Input Warping for Bayesian Optimization of Non-stationary Functions
Jasper Snoek, Kevin Swersky, Richard S. Zemel, Ryan P. Adams
Introduction
Bayesian optimization is a strategy for the global optimization of noisy, black-box functions. The goal is to find the minimum of an expensive function of interest as quickly as possible. Bayesian optimization fits a surrogate model that estimates the expensive function, and a proxy optimization is performed on this in order to select promising locations to query. Naturally, the ability of the surrogate to accurately model the underlying function is crucial to the success of the optimization routine. Recent work in machine learning has revisited the idea of Bayesian optimization (e.g., Osborne et al., 2009; Brochu et al., 2010; Srinivas et al., 2010; Hutter et al., 2011; Bergstra et al., 2011; Bull, 2011; Snoek et al., 2012; Hennig and Schuler, 2012) in large part due to advances in the ability to efficiently and accurately model statistical distributions over large classes of real-world functions. Gaussian processes (GPs) (see, e.g., Rasmussen and Williams, 2006) provide a powerful framework to express flexible prior distributions over smooth functions, yielding accurate estimates of the expected value of the function at any given input, but crucially also uncertainty estimates over that value. These are the two main components that enable the exploration and exploitation tradeoff that makes Bayesian optimization so effective.

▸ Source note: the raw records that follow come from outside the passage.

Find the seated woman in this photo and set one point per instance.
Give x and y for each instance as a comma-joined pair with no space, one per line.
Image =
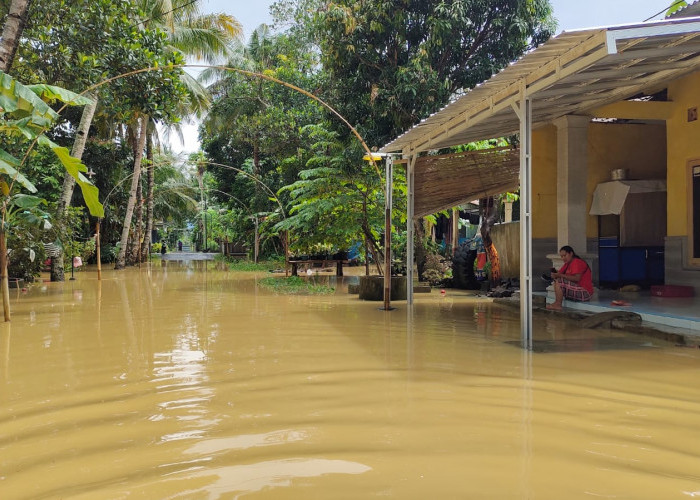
573,281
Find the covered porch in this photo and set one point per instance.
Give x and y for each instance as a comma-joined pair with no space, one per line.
550,96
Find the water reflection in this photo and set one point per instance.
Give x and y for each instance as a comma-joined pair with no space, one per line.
173,382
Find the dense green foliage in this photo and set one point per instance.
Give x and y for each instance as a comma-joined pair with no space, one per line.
294,285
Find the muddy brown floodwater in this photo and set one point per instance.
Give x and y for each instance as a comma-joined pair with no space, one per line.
188,382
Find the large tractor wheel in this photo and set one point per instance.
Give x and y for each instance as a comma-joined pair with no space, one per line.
463,268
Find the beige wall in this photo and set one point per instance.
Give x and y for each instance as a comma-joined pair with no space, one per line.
640,148
683,145
544,182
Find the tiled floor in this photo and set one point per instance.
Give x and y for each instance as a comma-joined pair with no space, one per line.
679,312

A major limitation of the most commonly used form of Gaussian process regression is the assumption of stationarity — that the covariance between two outputs is invariant to translations in input space. This assumption simplifies the regression task, but hurts the ability of the Gaussian process to model more realistic non-stationary functions. This presents a challenge for Bayesian optimization, as many problems of interest are inherently non-stationary. For example, when optimizing the hyperparameters of a machine learning algorithm, we might expect the objective function to have a short length scale near the optimum, but have a long length scale far away from the optimum. That is, we would expect bad hyperparameters to yield similar bad performance everywhere (e.g., classifying at random) but expect the generalization performance to be sensitive to small tweaks in good hyperparameter regimes.

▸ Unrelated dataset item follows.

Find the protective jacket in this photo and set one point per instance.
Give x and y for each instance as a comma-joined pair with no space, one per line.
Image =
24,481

We introduce a simple solution that allows Gaussian processes to model a large variety of non-stationary functions that is particularly well suited to Bayesian optimization. We automatically learn a bijective warping of the inputs that removes major non-stationary effects. This is achieved by projecting each dimension of the input through the cumulative distribution function of the Beta distribution, while marginalizing over the shape of the warping. Our approach is computationally efficient, captures a variety of desirable transformations, such as logarithmic, exponential, sigmoidal, etc., and is easily interpretable. In the context of Bayesian optimization, understanding the parameter space is often just as important as achieving the best possible result and our approach lends itself to a straightforward analysis of the non-stationarities in a given problem domain.
We extend this idea to multi-task Bayesian optimization (Swersky et al., 2013) so that multiple tasks can be warped into a jointly stationary space. Thus, tasks can be warped onto one another in order to better take advantage of their shared structure.

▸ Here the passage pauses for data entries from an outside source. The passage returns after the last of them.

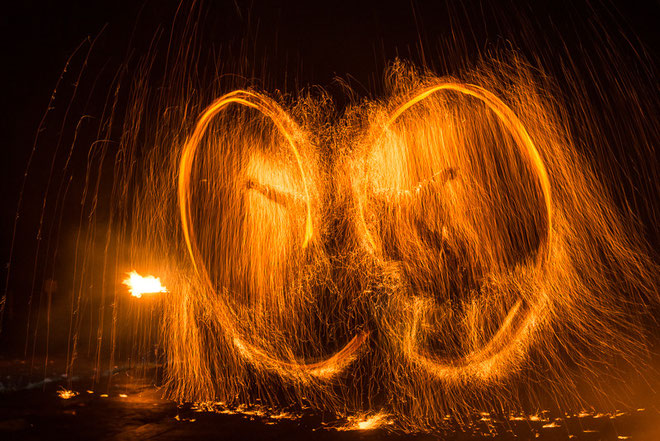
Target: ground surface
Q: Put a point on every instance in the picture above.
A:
(125, 407)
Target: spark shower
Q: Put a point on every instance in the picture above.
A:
(444, 248)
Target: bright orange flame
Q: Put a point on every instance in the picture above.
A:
(138, 285)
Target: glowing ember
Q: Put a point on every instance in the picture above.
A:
(138, 285)
(66, 394)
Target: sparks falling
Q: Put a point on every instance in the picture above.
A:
(446, 247)
(139, 285)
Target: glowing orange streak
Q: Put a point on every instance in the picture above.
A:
(509, 340)
(270, 109)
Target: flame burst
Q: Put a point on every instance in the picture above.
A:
(443, 249)
(139, 285)
(452, 242)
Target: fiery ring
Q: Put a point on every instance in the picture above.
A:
(322, 369)
(513, 336)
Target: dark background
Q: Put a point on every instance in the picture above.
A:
(290, 46)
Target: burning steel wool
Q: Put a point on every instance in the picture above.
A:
(437, 246)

In the empirical study that forms the experimental part of this paper, we show that modeling non-stationarity is extremely important and yields significant empirical improvements in the performance of Bayesian optimization. For example, we show that on a recently introduced Bayesian optimization benchmark (Eggensperger et al., 2013), our method outperforms all of the previous state-of-the-art algorithms on the problems with continuous-valued parameters. We further observe that on four different challenging machine learning optimization tasks our method outperforms that of Snoek et al. (2012), consistently converging to a better result in fewer function evaluations. As our methodology involves a transformation of the inputs, this strategy generalizes to a wide variety of models and algorithms. Empirically, modeling non-stationarity is a fundamentally important component of effective Bayesian optimization.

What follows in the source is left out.